3. Whether Johnson Revoked His Prior Invocation of His Fifth Amendment Right to Counsel
Finally, the State argues that Johnson revoked his invocation of his right to
counsel or limited his right because he told police he would talk to them as long as –13– he knew his children were safe and police told him his children were safe at the
advocacy center. However, the recorded interviews and conversations with police
in the hallway outside the interrogation room show that Johnson wanted to speak to
his children. He asked repeatedly to talk to them and explained that he thought they
were on their way to DPD Headquarters. In short, Johnson was insisting that he
personally know his children were safe. Therefore, even if we concluded that
Johnson limited or revoked his invocation of his right to counsel by stating he did
not have a problem talking to anyone if he knew his children were safe, we cannot
conclude that police merely telling him his children were safe satisfied the condition
on which he agreed to talk.
The State also argues that Johnson continued to engage police during the six
hours that he waited in the interrogation room. Johnson’s engagement with police
consisted of asking for water, asking about his warrants, asking to have his handcuffs
loosened so he could sleep, and asking about his children. He never asked to talk to
police about C.J.’s disappearance and, thus, never reinitiated the conversation with
police as Edwards requires. See id. at 484–85.
Conclusion
Based on our review of the suppression record before us, we conclude that
Johnson was subjected to custodial interrogation, that he invoked his Fifth
Amendment right to counsel, and that police violated his right to counsel by
–14– interrogating him further.
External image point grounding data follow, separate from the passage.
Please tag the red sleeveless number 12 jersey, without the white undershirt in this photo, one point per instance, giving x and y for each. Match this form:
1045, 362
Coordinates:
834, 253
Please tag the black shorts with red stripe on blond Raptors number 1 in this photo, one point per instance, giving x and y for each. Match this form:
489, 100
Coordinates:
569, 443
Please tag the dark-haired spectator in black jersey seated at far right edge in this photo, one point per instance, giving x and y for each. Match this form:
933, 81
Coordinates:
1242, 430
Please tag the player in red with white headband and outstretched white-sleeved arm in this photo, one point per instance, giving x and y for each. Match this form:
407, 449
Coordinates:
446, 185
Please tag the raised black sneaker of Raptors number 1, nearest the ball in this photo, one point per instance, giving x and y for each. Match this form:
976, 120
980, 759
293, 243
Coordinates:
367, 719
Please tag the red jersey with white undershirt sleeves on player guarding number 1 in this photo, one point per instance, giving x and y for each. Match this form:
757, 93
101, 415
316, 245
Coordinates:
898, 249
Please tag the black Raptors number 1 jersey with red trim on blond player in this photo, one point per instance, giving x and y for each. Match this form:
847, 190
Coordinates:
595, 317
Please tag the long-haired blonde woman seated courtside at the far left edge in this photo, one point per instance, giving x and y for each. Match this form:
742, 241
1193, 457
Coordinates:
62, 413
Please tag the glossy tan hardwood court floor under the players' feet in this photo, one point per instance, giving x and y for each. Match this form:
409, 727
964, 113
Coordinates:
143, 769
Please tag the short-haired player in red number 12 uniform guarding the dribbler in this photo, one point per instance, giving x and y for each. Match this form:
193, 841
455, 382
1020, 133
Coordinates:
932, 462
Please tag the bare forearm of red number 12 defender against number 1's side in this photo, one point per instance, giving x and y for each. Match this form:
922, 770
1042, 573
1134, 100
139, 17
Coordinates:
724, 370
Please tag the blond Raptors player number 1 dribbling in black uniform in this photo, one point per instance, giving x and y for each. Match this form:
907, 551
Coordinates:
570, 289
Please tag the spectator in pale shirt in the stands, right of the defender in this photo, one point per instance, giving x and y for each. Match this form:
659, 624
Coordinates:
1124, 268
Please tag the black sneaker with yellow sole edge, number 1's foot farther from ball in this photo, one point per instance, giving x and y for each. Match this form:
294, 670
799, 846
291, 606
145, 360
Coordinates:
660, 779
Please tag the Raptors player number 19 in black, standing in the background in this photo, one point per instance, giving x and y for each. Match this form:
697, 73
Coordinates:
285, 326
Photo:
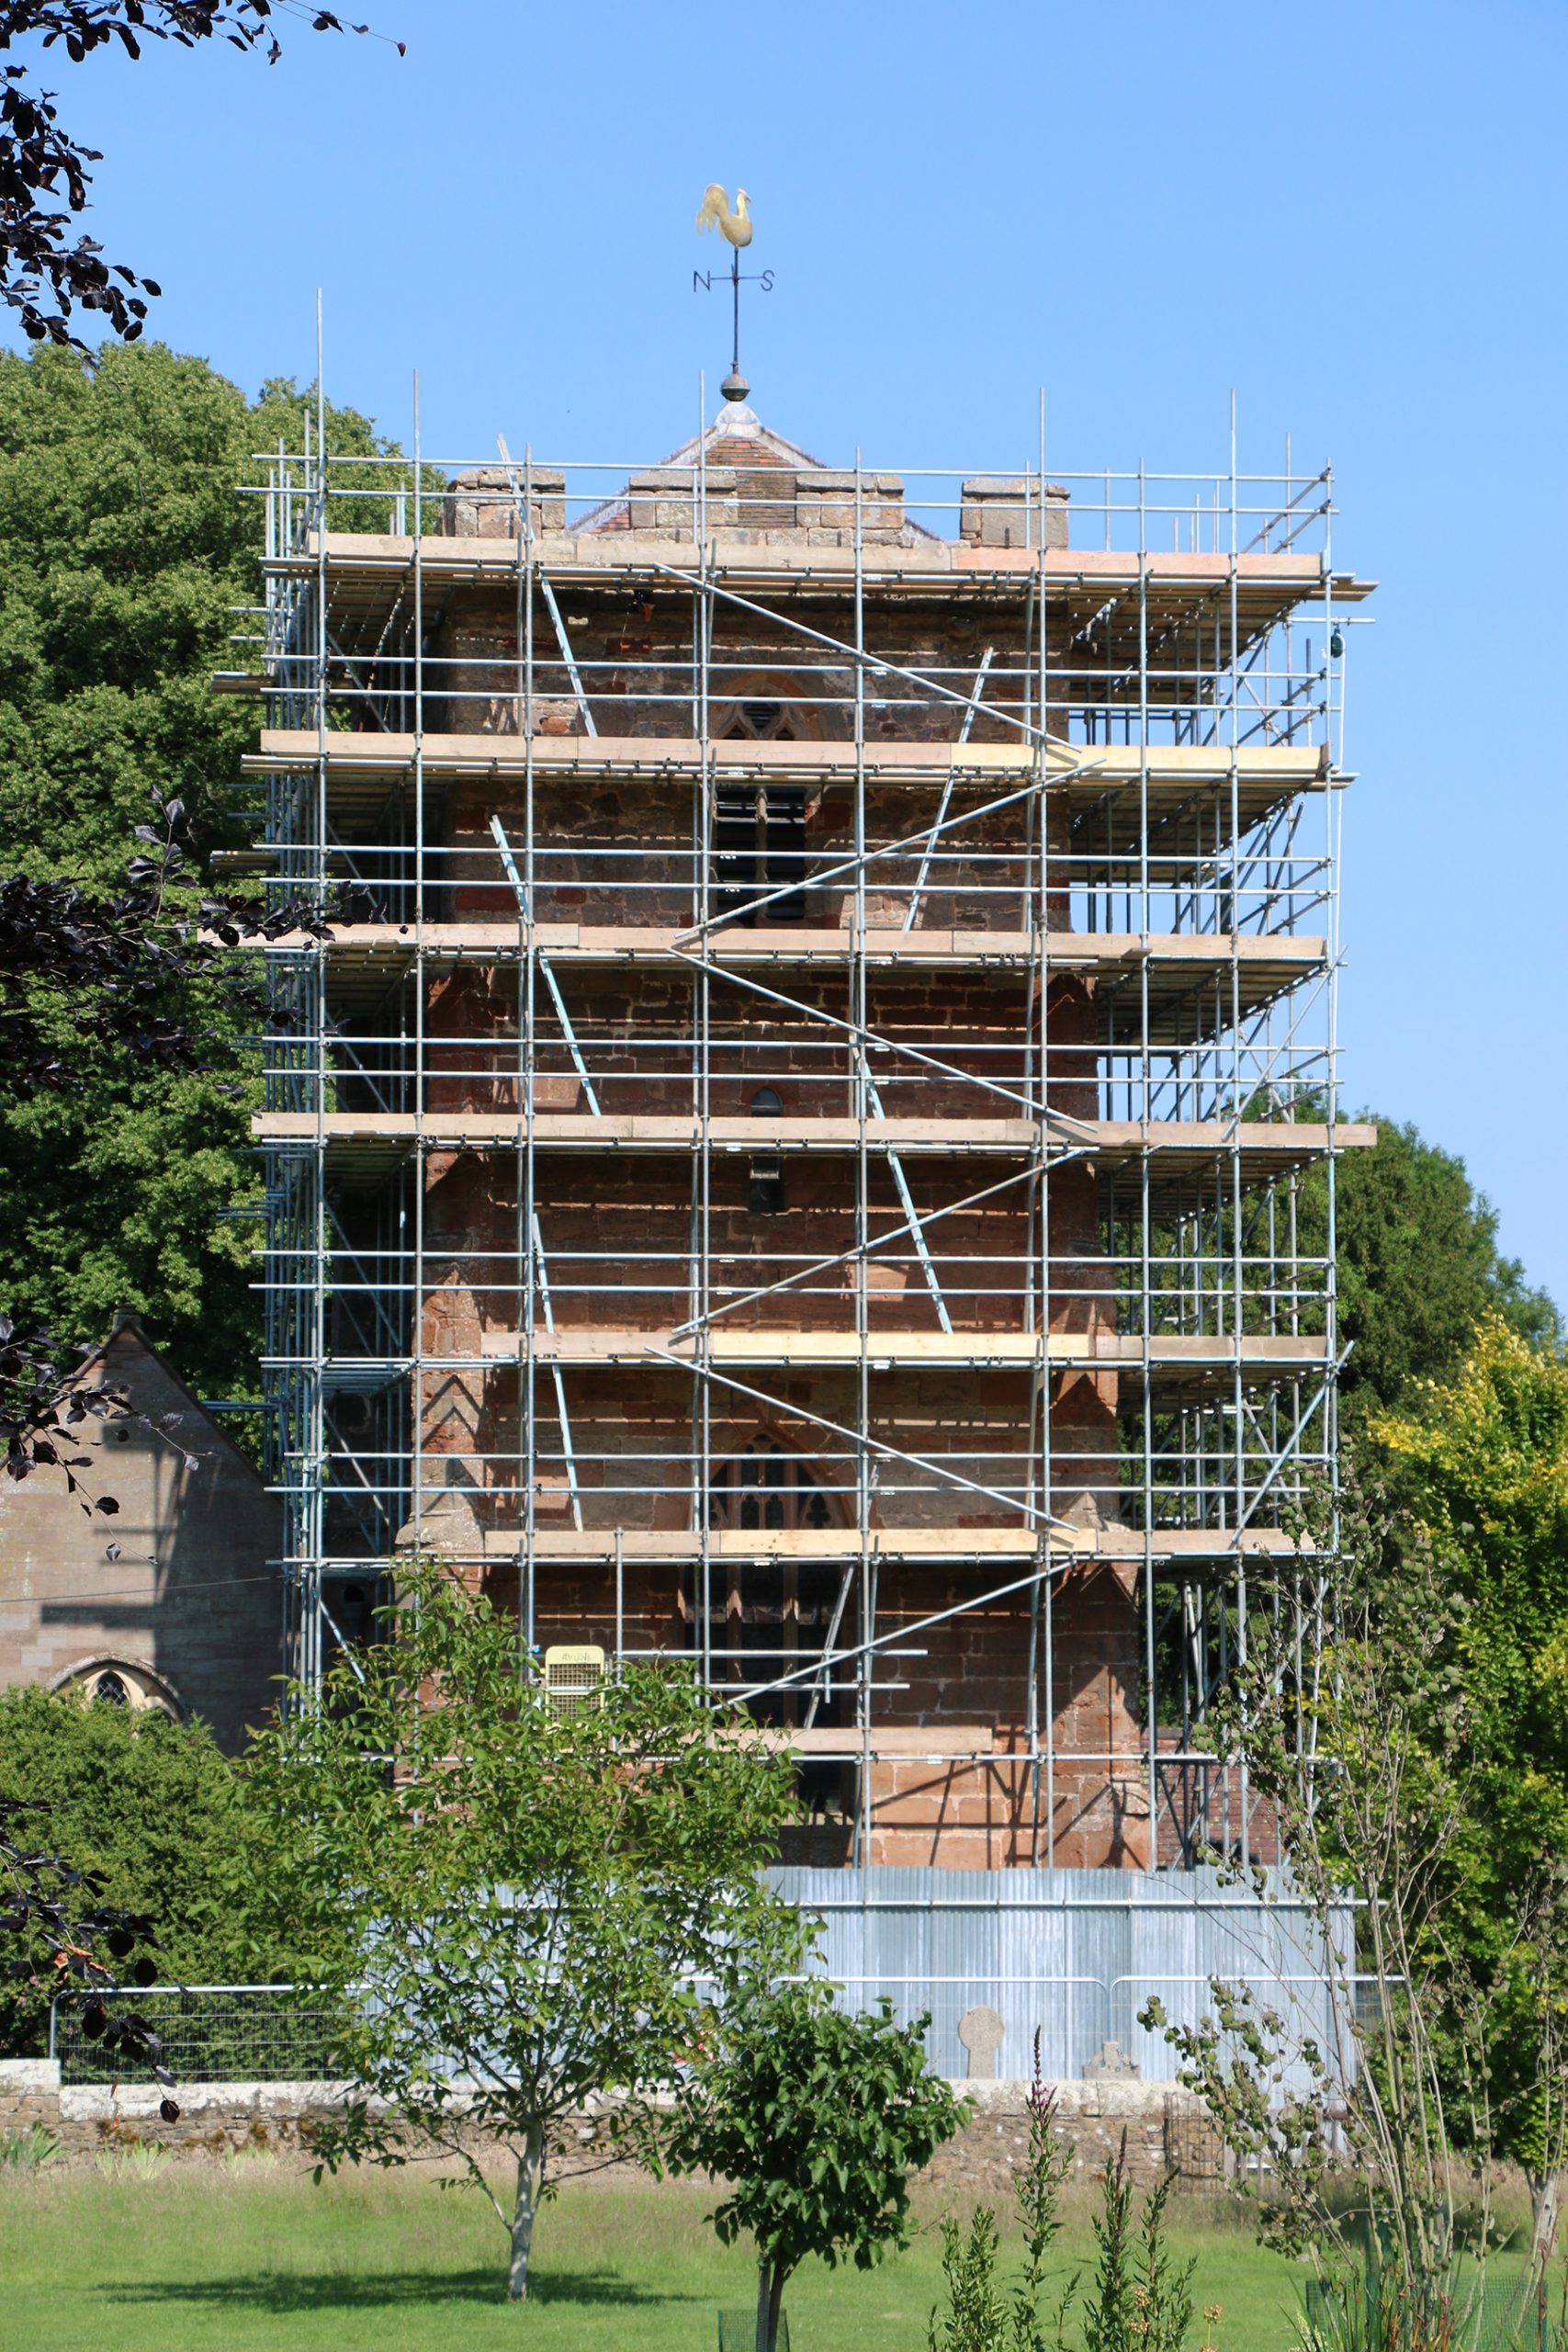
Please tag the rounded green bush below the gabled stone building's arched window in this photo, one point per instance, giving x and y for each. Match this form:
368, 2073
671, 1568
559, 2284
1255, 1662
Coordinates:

We affirm he trial court’s order suppressing Johnson’s
statements to police.
/Craig Smith/ CRAIG SMITH JUSTICE Do Not Publish TEX. R. APP. P. 47.2(b) 220480F.U05
–15– S Court of Appeals Fifth District of Texas at Dallas JUDGMENT
THE STATE OF TEXAS, Appellant On Appeal from the Criminal District Court No. 6, Dallas County, Texas No. 05-22-00480-CR V. Trial Court Cause No. F-1976129-X. Opinion delivered by Justice Smith. SEDRICK JOHNSON, Appellee Justices Partida-Kipness and Breedlove participating.
Based on the Court’s opinion of this date, the order of the trial court granting Appellee Sedrick Johnson’s motion to suppress is AFFIRMED.
Judgment entered this 21st day of July 2023.
–16– S Court of Appeals Fifth District of Texas at Dallas JUDGMENT
THE STATE OF TEXAS, Appellant On Appeal from the Criminal District Court No. 6, Dallas County, Texas No. 05-22-00481-CR V. Trial Court Cause No. F-1900595-X. Opinion delivered by Justice Smith. SEDRICK JOHNSON, Appellee Justices Partida-Kipness and Breedlove participating.
Based on the Court’s opinion of this date, the order of the trial court granting Appellee Sedrick Johnson’s motion to suppress is AFFIRMED.